Ishan Sharma, BS 20, found a way to help offset the costs, and with the help of a $5,000 grant from Haas’ Trione Student Venture Fund, his idea became reality. This year, he and two Berkeley classmates launched Boxlet, a peer-to-peer “storage solution” whose website connects renters with people needing inexpensive storage—starting at $6 a week.

“We asked our friends what they thought about it, and we ended up getting 60 orders,” Sharma says. “We saw that this is something people would pay for.” He used the startup grant, in part, to hire movers and vehicles to redistribute items from his apartment to other storage “hosts.”

Rhonda Shrader, MBA 96, executive director of entrepreneurship at Haas;
Rhonda Shrader, MBA 96, executive director of entrepreneurship at Haas

Haas has been making $5,000 awards to early stage startups for the past three years thanks to the then-named Dean’s Startup Seed Fund. This year the fund was endowed by a $3 million gift from Vic Trione, MBA 70, whose business background includes the wine, real estate, and banking industries in Sonoma County. Says Trione, his gift will allow students to test their innovative and entrepreneurial ideas.

“These awards provide critical funding for high-risk, high-reward projects that best embody the Defining Leadership Principle Question the Status Quo,” he says. “It gives me great pleasure to see the dedication, passion, and energy reflected in the startup teams.”

Boxlet's Aakash Adesara, Ajay Merchia, and Ishan Sharma, BS 20;
Boxlet’s Aakash Adesara, Ajay Merchia, and Ishan Sharma, BS 20

Among grant winners are many that, like Sharma, are focused on solving daily problems. D.rect is using blockchain protocol to build fraud-prevention software for international telecommunications companies. NearFarms is an online marketplace for local produce. And Onederful allows dental offices to expedite insurance verification and improve billing accuracy.

Onederful co-founder and CEO Karen Yee Taylor, MBA 19, used the grant to develop software that connects dental offices with 240 insurance carriers. “The process of verifying insurance is extremely manual and requires a phone call,” says Taylor, the daughter of a dentist. “Onederful makes it easy for offices to verify insurance in seconds, all electronically.”

Onederful's Alex Yee and Karen Yee Taylor, MBA 19;
Onederful’s Alex Yee and Karen Yee Taylor, MBA 19

Some 70 teams apply annually for the 20 grants that aim to serve a critical role in the gestation phase of a new venture, says Rhonda Shrader, MBA 96, executive director of entrepreneurship at Haas. “Sometimes teams need just a little capital for additional customer discovery,” she says, “like hiring some programmers to develop a minimum viable product that they can take to potential customers and get reactions.”

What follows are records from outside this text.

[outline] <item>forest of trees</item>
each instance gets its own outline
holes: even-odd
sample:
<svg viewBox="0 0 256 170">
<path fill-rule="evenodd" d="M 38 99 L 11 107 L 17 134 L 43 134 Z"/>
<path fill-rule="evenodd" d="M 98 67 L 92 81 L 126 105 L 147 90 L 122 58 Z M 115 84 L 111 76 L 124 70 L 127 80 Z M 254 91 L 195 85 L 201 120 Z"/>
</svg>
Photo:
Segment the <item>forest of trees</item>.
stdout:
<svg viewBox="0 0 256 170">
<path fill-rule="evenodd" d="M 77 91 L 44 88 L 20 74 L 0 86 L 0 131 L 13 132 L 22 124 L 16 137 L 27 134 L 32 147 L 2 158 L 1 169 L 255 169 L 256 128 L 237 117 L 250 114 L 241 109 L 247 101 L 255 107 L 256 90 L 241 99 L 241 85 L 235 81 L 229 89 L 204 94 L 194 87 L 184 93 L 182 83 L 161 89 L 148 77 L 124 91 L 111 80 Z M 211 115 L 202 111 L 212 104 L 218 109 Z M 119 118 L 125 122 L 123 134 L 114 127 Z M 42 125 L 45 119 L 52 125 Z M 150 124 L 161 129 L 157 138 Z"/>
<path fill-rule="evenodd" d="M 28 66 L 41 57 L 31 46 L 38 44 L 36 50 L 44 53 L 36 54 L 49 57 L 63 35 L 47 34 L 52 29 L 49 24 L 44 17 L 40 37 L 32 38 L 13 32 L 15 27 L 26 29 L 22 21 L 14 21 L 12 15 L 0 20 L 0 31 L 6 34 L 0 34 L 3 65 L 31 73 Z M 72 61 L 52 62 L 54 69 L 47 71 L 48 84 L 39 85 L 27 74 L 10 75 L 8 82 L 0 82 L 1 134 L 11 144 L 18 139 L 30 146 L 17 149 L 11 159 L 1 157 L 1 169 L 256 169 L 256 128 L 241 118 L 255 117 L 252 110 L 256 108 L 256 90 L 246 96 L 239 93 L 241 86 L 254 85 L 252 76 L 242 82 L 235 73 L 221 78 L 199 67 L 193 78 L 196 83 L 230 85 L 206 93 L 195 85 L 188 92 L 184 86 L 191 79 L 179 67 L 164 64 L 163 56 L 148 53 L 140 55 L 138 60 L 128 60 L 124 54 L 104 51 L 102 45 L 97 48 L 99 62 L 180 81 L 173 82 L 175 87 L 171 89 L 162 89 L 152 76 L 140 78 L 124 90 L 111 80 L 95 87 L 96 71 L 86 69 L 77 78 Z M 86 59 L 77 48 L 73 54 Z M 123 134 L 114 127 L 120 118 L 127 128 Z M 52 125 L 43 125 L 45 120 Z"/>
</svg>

Equally important, the fund affords students time. Many of the award recipients forgo paid internships and consulting work. “The fund is covering that opportunity cost to give them the flexibility to be entrepreneurs,” Shrader says.

And now that the fund is endowed, future generations of Haas students will be able to change the world with great ideas. “The funding is the seed from which new ventures can blossom—innovative capitalism with the potential of solving real-world problems,” Trione says.